O Tribunal do Cade (Conselho Administrativo de Defesa Econômica) decidiu, de maneira unânime, por manter as restrições impostas à Secipe (Serviços Cirúrgicos Pediátricos de Campo Grande). A sociedade médica está sob investigação por uma suposta infração à ordem econômica relacionada à prestação de serviços de cirurgia pediátrica hospitalar na Capital. A decisão do tribunal rejeitou o recurso apresentado pela entidade e preservou as limitações estabelecidas pela Superintendência-Geral do Cade, enquanto o inquérito administrativo continua em andamento.
A medida cautelar impede que a Secipe elabore ou divulgue tabelas de honorários médicos, participe de negociações coletivas ou individuais envolvendo os serviços de médicos que fazem parte de seu quadro ou que estejam fora dele.
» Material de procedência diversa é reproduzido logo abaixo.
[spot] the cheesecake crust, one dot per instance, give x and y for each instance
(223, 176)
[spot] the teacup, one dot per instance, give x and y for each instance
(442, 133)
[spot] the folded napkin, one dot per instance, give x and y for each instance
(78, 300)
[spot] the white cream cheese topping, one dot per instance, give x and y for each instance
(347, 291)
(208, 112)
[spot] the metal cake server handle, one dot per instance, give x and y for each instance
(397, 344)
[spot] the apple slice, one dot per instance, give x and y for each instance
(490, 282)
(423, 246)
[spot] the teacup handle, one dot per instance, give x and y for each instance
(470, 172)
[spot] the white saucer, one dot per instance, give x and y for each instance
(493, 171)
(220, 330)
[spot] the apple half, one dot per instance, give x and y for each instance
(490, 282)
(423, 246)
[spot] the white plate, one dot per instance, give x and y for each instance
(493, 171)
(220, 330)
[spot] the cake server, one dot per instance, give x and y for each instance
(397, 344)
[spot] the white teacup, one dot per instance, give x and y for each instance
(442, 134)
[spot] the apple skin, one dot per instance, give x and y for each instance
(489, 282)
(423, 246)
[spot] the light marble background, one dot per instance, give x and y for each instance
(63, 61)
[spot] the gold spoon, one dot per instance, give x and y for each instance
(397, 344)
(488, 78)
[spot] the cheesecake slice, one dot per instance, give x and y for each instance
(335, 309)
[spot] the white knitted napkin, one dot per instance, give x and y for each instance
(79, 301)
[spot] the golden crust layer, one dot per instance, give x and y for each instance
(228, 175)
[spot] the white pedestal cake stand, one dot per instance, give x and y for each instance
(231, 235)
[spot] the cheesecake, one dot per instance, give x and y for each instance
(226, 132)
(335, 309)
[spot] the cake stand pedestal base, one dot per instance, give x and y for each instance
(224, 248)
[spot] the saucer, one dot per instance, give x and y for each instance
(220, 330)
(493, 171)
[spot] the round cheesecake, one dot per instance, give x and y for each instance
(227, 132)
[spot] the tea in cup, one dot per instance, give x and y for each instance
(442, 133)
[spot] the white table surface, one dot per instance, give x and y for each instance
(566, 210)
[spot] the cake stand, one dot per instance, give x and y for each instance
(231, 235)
Além disso, essa restrição abrange a proibição de que os profissionais realizem negociações diretas com hospitais, operadoras de planos de saúde e outras instituições do setor.
A investigação do Cade teve início após uma denúncia anônima que sugeriu uma possível atuação coordenada da sociedade, com o objetivo de uniformizar a conduta comercial dos cirurgiões pediátricos em Campo Grande. De acordo com relatos recebidos pelo órgão, essa prática resultou em um aumento significativo nos custos dos serviços, com preços até 94% superiores aos valores de mercado. Essa situação dificultou atendimentos hospitalares, levando a transferências compulsórias de pacientes em estado de emergência e a óbitos que poderiam ter sido evitados.
A Superintendência-Geral do Cade já havia aberto um inquérito administrativo para investigar a possibilidade de fixação coletiva de honorários médicos, além de restrições à negociação individual dos profissionais com hospitais e planos de saúde. Em maio, foram identificados indícios de que a Secipe poderia estar sendo utilizada como uma estrutura centralizada para negociações comerciais entre cirurgiões pediátricos, que deveriam atuar de forma independente.
A apuração do Cade foi aprofundada após a coleta de informações de operadoras de planos de saúde e a análise de documentos que indicavam uma prática comercial uniforme e a centralização das negociações envolvendo cirurgiões pediátricos na Capital. Durante a sessão, Carlos Jacques Vieira Gomes, conselheiro do Cade, destacou que a Secipe representa 17 dos 23 cirurgiões pediátricos em atividade em Campo Grande, o que, segundo ele, confere à sociedade a capacidade de impor condições aos hospitais.
Para o conselheiro, a continuidade das práticas investigadas poderia acarretar prejuízos de difícil reversão tanto para a concorrência quanto para os consumidores dos serviços de saúde. Por isso, o Tribunal decidiu manter integralmente a medida preventiva e determinou a ampliação do chamado teste de mercado, que inclui o envio de ofícios a hospitais de Campo Grande para aprofundar a análise das negociações realizadas com a Secipe.